Actually, it would be the likes of Lil Wayne or Lady Gaga that listeners of our time enjoy the most. You better tell Beethoven that before he gets too big of a head. Although, you might cause him to weep profusely.


----------



## hpowders (Dec 23, 2013)

That's it, Petwhac? Please continue!!


----------



## PetrB (Feb 28, 2012)

edwardbast said:


> there must be a name for the fallacy underlying this kind of question but i don't know it. Any philosophers out there? It's like when someone says: "if i were you, i would do this." what they really mean is: "if you were me, you would do this." said the first way, it isn't obvious that the statement is nonsensical. When stated the second way, however, it is perfectly clear that it is not only nonsense, but arrogant nonsense.
> 
> A beethoven with enough comprehension of romanticism and modernism to make a judgment would not be beethoven. He would be some strange reactionary being who knew all of this music and still wrote like an early nineteenth century composer. Beethoven isn't transportable through time. He is an era specific entity. When one tries to take him out of time like this, one is merely creating an avatar for ones own opinions and pasting beethoven's name under it.


_*Bravissimo!*_ ...............

P.s. Might I suggest "Narcissistic Transference" ?)


----------



## Mahlerian (Nov 27, 2012)

Petwhac said:


> He thought that was amazing and that most of those scores were however, beyond his comprehension.
> "Tell me" he said,"out of all this music what do pianists and listeners in your time favour the most?"
> "Actually, by and large, your stuff Herr Beethoven" I replied.


Well, then you can show him Debussy and Ravel....


----------



## neoshredder (Nov 7, 2011)

Well I guess since the hypothetical question didn't work. How about I change it to include the passionate Beethoven fans. To those who would consider themselves that, which Era do you prefer as well as which Composers from both Eras?


----------



## PetrB (Feb 28, 2012)

neoshredder said:


> Well I guess since the hypothetical question didn't work. How about I change it to include the passionate Beethoven fans. To those who would consider themselves that, which Era do you prefer as well as which Composers from both Eras?


That might just add more from both camps -- those who think the Q ridiculous, and those who think it is cool to make an analogy between Luigi's music and Heavy Metal -- imho, equally ridiculous.

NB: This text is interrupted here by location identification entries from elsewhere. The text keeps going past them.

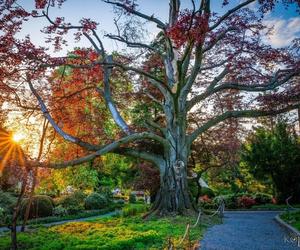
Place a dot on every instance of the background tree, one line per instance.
(275, 155)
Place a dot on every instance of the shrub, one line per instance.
(121, 202)
(7, 202)
(245, 202)
(60, 211)
(230, 200)
(132, 198)
(262, 198)
(73, 203)
(134, 209)
(208, 192)
(41, 206)
(95, 201)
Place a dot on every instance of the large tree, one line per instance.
(197, 55)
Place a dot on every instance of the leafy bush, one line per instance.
(134, 209)
(41, 206)
(121, 202)
(60, 211)
(292, 218)
(208, 192)
(7, 202)
(262, 198)
(245, 202)
(73, 203)
(95, 201)
(230, 200)
(132, 198)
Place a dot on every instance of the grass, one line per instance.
(292, 218)
(83, 214)
(267, 207)
(112, 233)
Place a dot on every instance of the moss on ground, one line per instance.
(112, 233)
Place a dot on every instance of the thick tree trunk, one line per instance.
(173, 196)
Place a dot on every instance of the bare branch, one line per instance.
(65, 135)
(228, 13)
(239, 114)
(109, 148)
(274, 83)
(159, 23)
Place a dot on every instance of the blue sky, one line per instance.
(286, 22)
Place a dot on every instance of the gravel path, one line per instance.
(248, 231)
(5, 229)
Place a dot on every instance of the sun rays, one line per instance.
(10, 150)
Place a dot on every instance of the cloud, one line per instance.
(284, 31)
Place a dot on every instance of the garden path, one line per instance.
(248, 231)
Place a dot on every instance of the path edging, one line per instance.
(287, 226)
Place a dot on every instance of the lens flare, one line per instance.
(17, 137)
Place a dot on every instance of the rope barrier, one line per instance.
(220, 210)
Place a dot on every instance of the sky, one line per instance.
(286, 22)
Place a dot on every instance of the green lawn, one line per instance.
(292, 218)
(111, 233)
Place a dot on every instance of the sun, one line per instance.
(17, 137)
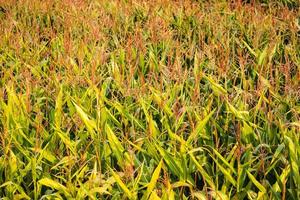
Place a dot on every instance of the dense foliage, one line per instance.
(157, 99)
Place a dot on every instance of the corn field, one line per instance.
(150, 99)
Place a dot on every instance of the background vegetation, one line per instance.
(149, 99)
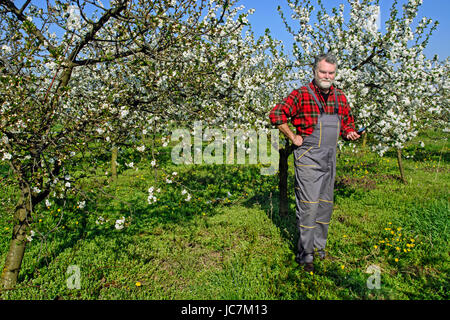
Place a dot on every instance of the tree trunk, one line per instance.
(18, 242)
(400, 165)
(364, 140)
(114, 154)
(283, 181)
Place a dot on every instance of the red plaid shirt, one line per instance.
(303, 111)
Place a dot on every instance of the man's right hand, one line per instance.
(298, 140)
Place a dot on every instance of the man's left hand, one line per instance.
(352, 135)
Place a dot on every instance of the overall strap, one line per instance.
(315, 99)
(336, 104)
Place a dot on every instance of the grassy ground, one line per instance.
(228, 242)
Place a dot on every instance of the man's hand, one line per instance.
(298, 140)
(352, 135)
(295, 138)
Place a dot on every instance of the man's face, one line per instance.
(324, 74)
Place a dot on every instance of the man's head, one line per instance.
(324, 70)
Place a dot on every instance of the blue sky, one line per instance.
(266, 16)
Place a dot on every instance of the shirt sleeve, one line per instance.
(283, 111)
(348, 121)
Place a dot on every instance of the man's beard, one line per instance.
(324, 84)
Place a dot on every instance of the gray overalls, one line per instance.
(315, 171)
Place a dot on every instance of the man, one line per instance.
(320, 113)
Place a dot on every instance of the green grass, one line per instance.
(228, 241)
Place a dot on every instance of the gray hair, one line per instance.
(328, 57)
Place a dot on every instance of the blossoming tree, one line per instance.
(73, 73)
(387, 77)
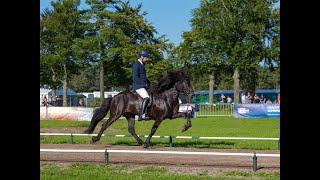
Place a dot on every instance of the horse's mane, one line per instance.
(167, 81)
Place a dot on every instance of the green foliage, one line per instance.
(226, 35)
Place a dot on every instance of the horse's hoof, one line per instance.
(87, 131)
(94, 139)
(146, 145)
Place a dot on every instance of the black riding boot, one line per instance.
(143, 108)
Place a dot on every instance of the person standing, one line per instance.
(243, 98)
(141, 82)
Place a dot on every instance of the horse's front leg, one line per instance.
(104, 126)
(153, 130)
(132, 131)
(178, 115)
(188, 125)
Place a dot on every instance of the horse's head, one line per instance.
(183, 84)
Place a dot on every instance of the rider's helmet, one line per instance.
(144, 53)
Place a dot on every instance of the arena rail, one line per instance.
(170, 137)
(106, 152)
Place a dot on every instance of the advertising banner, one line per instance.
(66, 113)
(257, 110)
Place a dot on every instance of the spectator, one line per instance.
(256, 99)
(262, 99)
(80, 103)
(243, 98)
(45, 101)
(269, 102)
(229, 100)
(249, 98)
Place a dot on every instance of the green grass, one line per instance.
(79, 171)
(202, 126)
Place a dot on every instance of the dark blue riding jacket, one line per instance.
(139, 76)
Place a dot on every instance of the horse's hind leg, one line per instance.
(153, 130)
(132, 131)
(104, 126)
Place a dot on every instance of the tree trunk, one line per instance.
(65, 86)
(211, 83)
(236, 86)
(101, 81)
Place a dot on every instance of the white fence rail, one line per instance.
(219, 109)
(106, 151)
(170, 137)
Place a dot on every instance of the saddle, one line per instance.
(140, 99)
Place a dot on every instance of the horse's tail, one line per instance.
(99, 114)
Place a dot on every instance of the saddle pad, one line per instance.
(184, 107)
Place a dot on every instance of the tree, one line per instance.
(231, 37)
(115, 34)
(59, 29)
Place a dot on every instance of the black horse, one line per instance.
(164, 104)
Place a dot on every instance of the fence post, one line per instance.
(71, 140)
(254, 162)
(47, 112)
(106, 157)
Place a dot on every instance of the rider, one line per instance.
(141, 82)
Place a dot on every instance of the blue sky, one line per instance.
(169, 17)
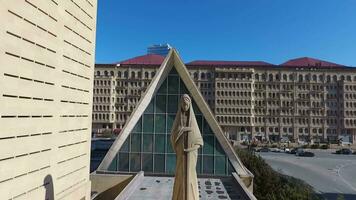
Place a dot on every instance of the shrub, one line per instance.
(271, 185)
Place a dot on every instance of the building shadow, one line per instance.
(48, 184)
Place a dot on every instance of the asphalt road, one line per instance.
(328, 173)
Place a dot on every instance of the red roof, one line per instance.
(309, 62)
(149, 59)
(228, 63)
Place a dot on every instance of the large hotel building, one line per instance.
(301, 100)
(46, 78)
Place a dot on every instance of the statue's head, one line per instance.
(185, 102)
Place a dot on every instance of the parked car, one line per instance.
(302, 153)
(293, 151)
(286, 150)
(263, 149)
(275, 150)
(344, 151)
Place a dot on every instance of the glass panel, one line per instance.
(148, 123)
(207, 129)
(135, 162)
(160, 123)
(147, 143)
(171, 163)
(159, 162)
(170, 120)
(173, 71)
(198, 167)
(138, 127)
(218, 148)
(199, 121)
(173, 84)
(220, 165)
(113, 165)
(124, 162)
(208, 164)
(163, 88)
(160, 143)
(169, 144)
(183, 88)
(125, 146)
(147, 162)
(173, 103)
(161, 104)
(149, 108)
(208, 147)
(135, 143)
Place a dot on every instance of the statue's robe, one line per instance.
(185, 130)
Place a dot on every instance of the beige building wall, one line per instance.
(46, 78)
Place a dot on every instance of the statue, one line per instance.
(186, 140)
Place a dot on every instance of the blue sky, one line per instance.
(267, 30)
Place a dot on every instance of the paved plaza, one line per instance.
(328, 173)
(161, 188)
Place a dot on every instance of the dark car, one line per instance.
(293, 151)
(344, 151)
(302, 153)
(308, 154)
(263, 149)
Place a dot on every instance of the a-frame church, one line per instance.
(144, 142)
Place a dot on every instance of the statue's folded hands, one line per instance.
(192, 149)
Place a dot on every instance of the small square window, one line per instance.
(148, 123)
(173, 84)
(124, 162)
(159, 162)
(135, 162)
(160, 141)
(208, 164)
(147, 162)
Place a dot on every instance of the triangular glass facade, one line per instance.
(148, 147)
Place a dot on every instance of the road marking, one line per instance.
(344, 180)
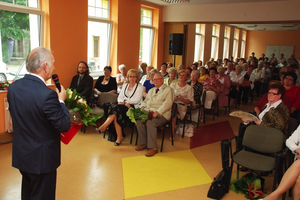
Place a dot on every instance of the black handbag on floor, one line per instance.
(221, 182)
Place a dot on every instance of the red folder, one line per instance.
(66, 137)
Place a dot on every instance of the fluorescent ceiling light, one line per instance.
(176, 1)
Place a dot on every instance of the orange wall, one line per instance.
(257, 41)
(68, 33)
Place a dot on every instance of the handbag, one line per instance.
(218, 186)
(188, 130)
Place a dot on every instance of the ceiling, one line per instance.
(253, 27)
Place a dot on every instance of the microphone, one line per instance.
(56, 81)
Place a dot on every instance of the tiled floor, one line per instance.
(92, 168)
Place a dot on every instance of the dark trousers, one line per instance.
(38, 186)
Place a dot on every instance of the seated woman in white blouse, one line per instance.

... and I am a fan of Ludwig van.


----------



## neoshredder (Nov 7, 2011)

Beethoven is one of the favorite Composers in the metal community though.  Maybe they get carried away in thinking he would be a metal head in this generation. Oh well. Btw I consider myself a casual fan. So I don't think I would count for my preference.


----------



## starry (Jun 2, 2009)

Any later composer who sounded like Handel? Beethoven would have loved that.


----------



## Petwhac (Jun 9, 2010)

*...memoirs of a time traveller continued........*



violadude said:


> Actually, it would be the likes of Lil Wayne or Lady Gaga that listeners of our time enjoy the most. You better tell Beethoven that before he gets too big of a head. Although, you might cause him to weep profusely.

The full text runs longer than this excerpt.